I recently received some Twentse chicks from Greenfire. Same issues as before, but a little bit different...
Nine chicks shipped on Monday afternoon. I knew exactly when they would be arriving so I was at the Post Office bright and early on Wednesday morning. The total time in transit was only 36 hours, minimizing handling, delays, etc. I clipped the tie-wrap right there in front of the Postmaster to find six chicks upright with three trampled down and covered with GroGel. I harshly criticized the USPS handling of packages as this was not the first (or second...) time I have had bird issues or losses.
Luckily, and I believe this is due to minimizing total time in transit, all nine chicks were still alive. I rushed home and put the six healthy chicks in my brooder. They seemed lethargic and exhausted (unlike my recent shipment of Isbars), but I introduced them to water and feed. I examined the three trampled chicks to find they were a bit cold and now suffered from splayed legs.
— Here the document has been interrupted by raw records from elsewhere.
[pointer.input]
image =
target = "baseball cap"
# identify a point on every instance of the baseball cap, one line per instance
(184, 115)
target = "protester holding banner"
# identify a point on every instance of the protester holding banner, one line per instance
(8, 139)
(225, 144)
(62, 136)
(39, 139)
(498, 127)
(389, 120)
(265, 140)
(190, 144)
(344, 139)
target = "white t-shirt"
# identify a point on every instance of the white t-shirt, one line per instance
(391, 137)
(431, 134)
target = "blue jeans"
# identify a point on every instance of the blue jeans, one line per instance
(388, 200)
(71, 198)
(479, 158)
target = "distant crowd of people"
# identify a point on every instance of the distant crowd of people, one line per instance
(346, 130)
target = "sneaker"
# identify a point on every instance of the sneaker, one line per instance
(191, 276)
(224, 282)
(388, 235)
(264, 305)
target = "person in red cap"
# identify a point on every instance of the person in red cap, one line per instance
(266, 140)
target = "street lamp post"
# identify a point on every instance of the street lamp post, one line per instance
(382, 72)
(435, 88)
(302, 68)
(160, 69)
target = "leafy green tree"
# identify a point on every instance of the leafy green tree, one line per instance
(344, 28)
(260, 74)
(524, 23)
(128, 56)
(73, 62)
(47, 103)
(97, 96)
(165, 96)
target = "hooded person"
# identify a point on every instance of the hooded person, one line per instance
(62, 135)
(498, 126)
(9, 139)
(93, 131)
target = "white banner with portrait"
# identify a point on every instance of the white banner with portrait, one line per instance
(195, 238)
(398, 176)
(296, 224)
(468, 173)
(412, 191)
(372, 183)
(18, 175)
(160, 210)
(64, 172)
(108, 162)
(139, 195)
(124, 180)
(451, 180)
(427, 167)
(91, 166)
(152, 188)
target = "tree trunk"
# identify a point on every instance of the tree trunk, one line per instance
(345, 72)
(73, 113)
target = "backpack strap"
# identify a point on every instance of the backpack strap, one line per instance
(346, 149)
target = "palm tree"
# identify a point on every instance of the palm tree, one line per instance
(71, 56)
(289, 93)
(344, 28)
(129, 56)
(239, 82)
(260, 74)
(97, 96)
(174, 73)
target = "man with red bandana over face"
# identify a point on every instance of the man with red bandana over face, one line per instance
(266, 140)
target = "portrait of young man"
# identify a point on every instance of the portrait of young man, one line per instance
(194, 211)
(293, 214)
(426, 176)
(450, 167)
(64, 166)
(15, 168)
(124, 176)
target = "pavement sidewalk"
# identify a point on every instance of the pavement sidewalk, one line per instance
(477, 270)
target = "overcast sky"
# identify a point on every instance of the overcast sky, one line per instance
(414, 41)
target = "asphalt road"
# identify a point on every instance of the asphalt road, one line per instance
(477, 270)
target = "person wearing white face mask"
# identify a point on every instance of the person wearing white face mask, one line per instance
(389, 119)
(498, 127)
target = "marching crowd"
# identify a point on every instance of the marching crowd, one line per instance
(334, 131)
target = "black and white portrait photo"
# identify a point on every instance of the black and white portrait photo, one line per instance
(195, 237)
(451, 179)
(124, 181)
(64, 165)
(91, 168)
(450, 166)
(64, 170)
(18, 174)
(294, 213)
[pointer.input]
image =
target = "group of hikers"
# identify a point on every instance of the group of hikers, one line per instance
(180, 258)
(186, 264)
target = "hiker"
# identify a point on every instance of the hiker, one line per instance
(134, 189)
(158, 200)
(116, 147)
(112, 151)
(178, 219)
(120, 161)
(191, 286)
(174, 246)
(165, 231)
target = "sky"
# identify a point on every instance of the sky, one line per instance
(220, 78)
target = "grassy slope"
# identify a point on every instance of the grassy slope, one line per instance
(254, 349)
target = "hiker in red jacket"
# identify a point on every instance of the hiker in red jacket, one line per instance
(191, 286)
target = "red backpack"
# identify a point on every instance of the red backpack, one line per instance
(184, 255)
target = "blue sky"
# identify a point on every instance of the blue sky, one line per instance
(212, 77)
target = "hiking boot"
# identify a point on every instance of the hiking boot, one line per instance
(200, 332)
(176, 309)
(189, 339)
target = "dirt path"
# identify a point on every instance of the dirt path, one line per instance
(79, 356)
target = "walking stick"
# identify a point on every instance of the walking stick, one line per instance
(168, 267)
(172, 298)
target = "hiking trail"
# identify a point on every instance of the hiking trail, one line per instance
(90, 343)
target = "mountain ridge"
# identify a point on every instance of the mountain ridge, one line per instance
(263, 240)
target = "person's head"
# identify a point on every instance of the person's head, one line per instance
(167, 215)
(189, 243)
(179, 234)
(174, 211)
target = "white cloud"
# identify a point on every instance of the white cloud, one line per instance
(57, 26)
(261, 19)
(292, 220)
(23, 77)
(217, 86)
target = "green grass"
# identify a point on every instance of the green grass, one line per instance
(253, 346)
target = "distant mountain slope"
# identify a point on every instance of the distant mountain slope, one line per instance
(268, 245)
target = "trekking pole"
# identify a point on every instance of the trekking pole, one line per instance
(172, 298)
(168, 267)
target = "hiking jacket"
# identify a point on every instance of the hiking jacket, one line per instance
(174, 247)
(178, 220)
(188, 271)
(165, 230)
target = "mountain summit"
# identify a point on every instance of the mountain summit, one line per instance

My hypothesis is that they got jostled pretty early on, got bumped into the GroGel cups and got sticky (which doesn't help with movement) and cold (the gelatin will slowly rob the chick of body heat due to evaporation). Mostly immobilized, the other chicks either willfully or accidentally stepped on them over and over. Good times, right?
The three splayed leg chicks are sitting in the bottom of my incubator, in isolation...but warm, so they can recuperate. I'm using the split Band Aid method of gently binding their legs together. I have some water and feed with them; the water has an electrolyte and vitamin powder added. They don't seem super-stoked about being hobbled, but they are perky (most likely thanks to the solution - something I now HIGHLY recommend).
I'm sure GroGel provides a solid electrolyte and nutritional supplement...but only when eaten by the chicks. If it isn't eaten, if it is placed somewhere that the chicks can fall into it, it becomes a huge liability. My recommendation is one of the following:
1. Request GroGel be withheld from shipping. If the chicks are day old, and especially if transit time is as short as it is for me, they will be just fine without it. After all, they should still be absorbing their own yolk sacs.
2. Shippers should affix some kind of modified lid on the GroGel cups, sufficient to allow access via the chicks beaks...but also prohibiting them from falling into the cups.
3. Greenfire glues the cups to the side of the box to prevent them from getting knocked around. My suggestion to them was to use TWO CUPS, glued bottom to bottom to look like an open-ended hourglass. The top cup gets GroGel, the bottom cup gets glued to the box bottom. This way the GroGel is still accessible to the chicks, but the possibility of them walking through it or creating body contact is minimized.
If I ship chicks, I would only provide GroGel upon request. And if I did include it, I would use the methodology of #3 above.